Veronica Escobar fala no Capitólio em Washington, em 19 de novembro de 2019

Uma associação de moradores de cidades americanas próximas à fronteira com o México denunciou nesta terça-feira, em Washington, o racismo sofrido pelos latinos por parte de agentes fronteiriços e a impunidade com que estes operam na região.

"Existe um padrão histórico de abuso na fronteira que acreditamos constituir uma cultura de abuso e impunidade", disse Fernando García, diretor da Rede de Fronteiras dos Direitos Humanos (BNHR).

García denunciou que seu grupo documentou vários incidentes em que a polícia e os agentes do Escritório de Alfândega e Proteção de Fronteiras (CBP) entram em casas sem mandados de busca.

"Parece que a Constituição não se aplica na fronteira", disse Garcia em frente ao Capitólio, após uma entrevista coletiva com Veronica Escobar, congressista democrata que representa a cidade de El Paso, no Texas, e o senador pelo Novo México Tom Udall

"Essas comunidades fronteiriças merecem um compromisso real e uma prestação de contas do Departamento de Segurança Interna (DHS)", disse o senador, que está pressionando por uma lei para melhorar a situação já aprovada pela Câmara dos Deputados, onde os democratas são a maioria.

A legislação promovida por Escobar busca aumentar a responsabilidade e a transparência dentro do DHS, responsável pela gestão da área de fronteira.

"Durante o governo Trump, as comunidades fronteiriças foram deixadas no escuro", disse Udall em referência ao duro discurso anti-imigração do presidente republicano, que declarou estado de emergência nacional para contornar o Congresso e obter fundos para construir um muro - um de seus principais projetos durante a campanha de 2016.

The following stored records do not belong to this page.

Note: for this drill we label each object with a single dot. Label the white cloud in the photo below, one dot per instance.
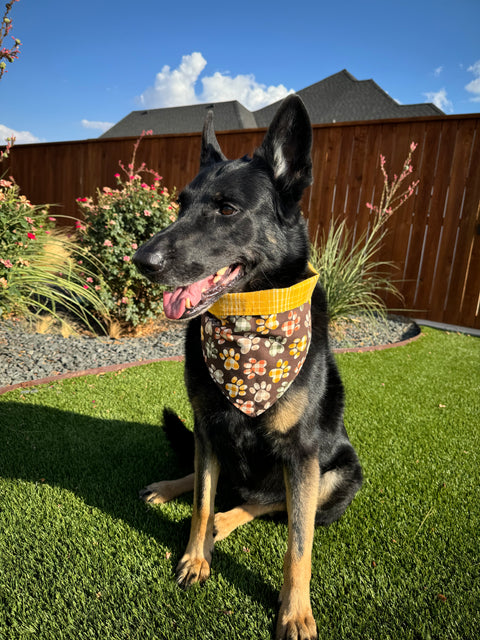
(474, 85)
(179, 87)
(96, 124)
(440, 100)
(175, 88)
(243, 88)
(22, 137)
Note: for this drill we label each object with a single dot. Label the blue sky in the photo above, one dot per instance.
(84, 64)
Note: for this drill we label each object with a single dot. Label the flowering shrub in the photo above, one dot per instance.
(38, 270)
(351, 276)
(115, 224)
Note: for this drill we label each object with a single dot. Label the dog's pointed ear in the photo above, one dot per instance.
(211, 152)
(287, 148)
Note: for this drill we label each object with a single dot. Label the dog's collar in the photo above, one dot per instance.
(266, 302)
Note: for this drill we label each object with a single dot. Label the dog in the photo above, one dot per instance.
(266, 394)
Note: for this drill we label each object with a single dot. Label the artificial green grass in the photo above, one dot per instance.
(82, 557)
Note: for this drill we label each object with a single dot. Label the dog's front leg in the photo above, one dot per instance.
(295, 618)
(195, 563)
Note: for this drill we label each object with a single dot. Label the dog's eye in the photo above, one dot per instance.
(227, 210)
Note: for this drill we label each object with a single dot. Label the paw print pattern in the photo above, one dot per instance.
(254, 359)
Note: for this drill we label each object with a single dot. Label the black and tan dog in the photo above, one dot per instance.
(266, 394)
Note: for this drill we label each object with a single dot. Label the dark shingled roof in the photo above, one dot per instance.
(338, 98)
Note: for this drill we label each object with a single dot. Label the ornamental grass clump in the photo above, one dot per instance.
(115, 223)
(353, 279)
(39, 266)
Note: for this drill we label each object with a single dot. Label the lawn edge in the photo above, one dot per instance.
(128, 365)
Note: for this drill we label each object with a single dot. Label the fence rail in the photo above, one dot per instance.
(434, 238)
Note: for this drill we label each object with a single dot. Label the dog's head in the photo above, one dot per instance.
(239, 226)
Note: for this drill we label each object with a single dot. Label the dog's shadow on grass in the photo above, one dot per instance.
(106, 463)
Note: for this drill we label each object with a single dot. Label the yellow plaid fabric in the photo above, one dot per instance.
(266, 302)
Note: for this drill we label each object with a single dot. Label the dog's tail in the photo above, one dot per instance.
(179, 437)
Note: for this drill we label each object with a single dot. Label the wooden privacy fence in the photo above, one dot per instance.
(434, 238)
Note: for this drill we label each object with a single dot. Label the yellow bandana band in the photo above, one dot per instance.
(259, 303)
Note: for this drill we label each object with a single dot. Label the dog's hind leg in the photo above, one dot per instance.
(161, 492)
(225, 522)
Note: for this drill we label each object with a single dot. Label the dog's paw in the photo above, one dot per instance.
(191, 570)
(297, 623)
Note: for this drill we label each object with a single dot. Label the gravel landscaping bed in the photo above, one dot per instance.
(28, 356)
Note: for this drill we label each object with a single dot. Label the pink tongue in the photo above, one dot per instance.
(174, 302)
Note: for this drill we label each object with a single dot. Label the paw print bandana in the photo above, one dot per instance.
(255, 343)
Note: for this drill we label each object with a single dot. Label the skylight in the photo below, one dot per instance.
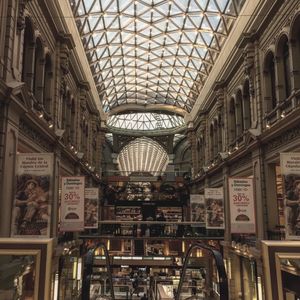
(143, 155)
(154, 51)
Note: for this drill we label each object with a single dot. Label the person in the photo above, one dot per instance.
(161, 227)
(23, 197)
(144, 297)
(292, 202)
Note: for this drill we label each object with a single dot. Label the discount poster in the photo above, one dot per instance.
(72, 204)
(31, 212)
(91, 200)
(242, 213)
(290, 168)
(214, 203)
(197, 208)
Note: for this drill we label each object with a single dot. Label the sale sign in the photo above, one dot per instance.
(72, 204)
(242, 213)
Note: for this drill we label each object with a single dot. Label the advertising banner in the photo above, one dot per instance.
(242, 213)
(72, 204)
(91, 200)
(31, 212)
(214, 203)
(197, 208)
(290, 168)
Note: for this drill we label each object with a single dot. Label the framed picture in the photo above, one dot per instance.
(281, 269)
(25, 268)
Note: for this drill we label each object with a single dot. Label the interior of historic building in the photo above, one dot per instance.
(149, 149)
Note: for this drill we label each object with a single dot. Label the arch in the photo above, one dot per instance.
(283, 67)
(232, 121)
(28, 54)
(246, 104)
(295, 51)
(270, 82)
(48, 78)
(143, 155)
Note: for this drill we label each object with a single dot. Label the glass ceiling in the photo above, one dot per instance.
(145, 121)
(143, 155)
(152, 51)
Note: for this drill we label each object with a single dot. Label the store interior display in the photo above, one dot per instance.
(17, 277)
(25, 269)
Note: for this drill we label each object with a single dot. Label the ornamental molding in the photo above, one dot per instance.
(285, 138)
(35, 136)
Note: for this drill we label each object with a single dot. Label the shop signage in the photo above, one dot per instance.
(72, 204)
(214, 203)
(290, 169)
(198, 208)
(31, 212)
(91, 200)
(242, 213)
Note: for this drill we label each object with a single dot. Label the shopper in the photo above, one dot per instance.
(144, 297)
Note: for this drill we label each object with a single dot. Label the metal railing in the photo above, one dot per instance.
(223, 282)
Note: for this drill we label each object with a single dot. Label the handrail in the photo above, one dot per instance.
(223, 282)
(89, 271)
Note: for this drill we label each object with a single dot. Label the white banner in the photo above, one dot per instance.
(72, 204)
(31, 213)
(242, 213)
(214, 203)
(91, 200)
(290, 168)
(197, 208)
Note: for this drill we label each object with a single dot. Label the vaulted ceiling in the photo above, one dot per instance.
(147, 52)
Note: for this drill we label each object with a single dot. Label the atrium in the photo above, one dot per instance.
(149, 149)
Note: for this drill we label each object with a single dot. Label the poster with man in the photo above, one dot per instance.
(290, 168)
(91, 199)
(197, 209)
(214, 203)
(31, 212)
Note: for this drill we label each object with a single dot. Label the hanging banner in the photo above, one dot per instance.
(31, 212)
(197, 209)
(91, 200)
(290, 168)
(242, 213)
(214, 203)
(72, 204)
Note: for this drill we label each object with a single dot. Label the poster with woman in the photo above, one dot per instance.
(197, 208)
(214, 203)
(31, 213)
(290, 168)
(91, 200)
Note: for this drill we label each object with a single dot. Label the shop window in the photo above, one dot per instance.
(39, 64)
(283, 68)
(295, 51)
(286, 69)
(220, 130)
(211, 140)
(28, 55)
(48, 75)
(270, 83)
(216, 137)
(73, 121)
(232, 121)
(246, 105)
(239, 113)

Garcia disse que a população latina sofreu décadas de "racismo anti-mexicano", mas o fenômeno aumentou.

"Nos últimos anos, o racismo se intensificou", denunciou Garcia, que disse que isso criou as condições para ataques contra latinos, como o tiroteio em um supermercado em El Paso, Texas, que deixou 22 mortos em agosto passado.

Antes do ataque, o atirador criticou em um manifesto na internet uma "invasão latina".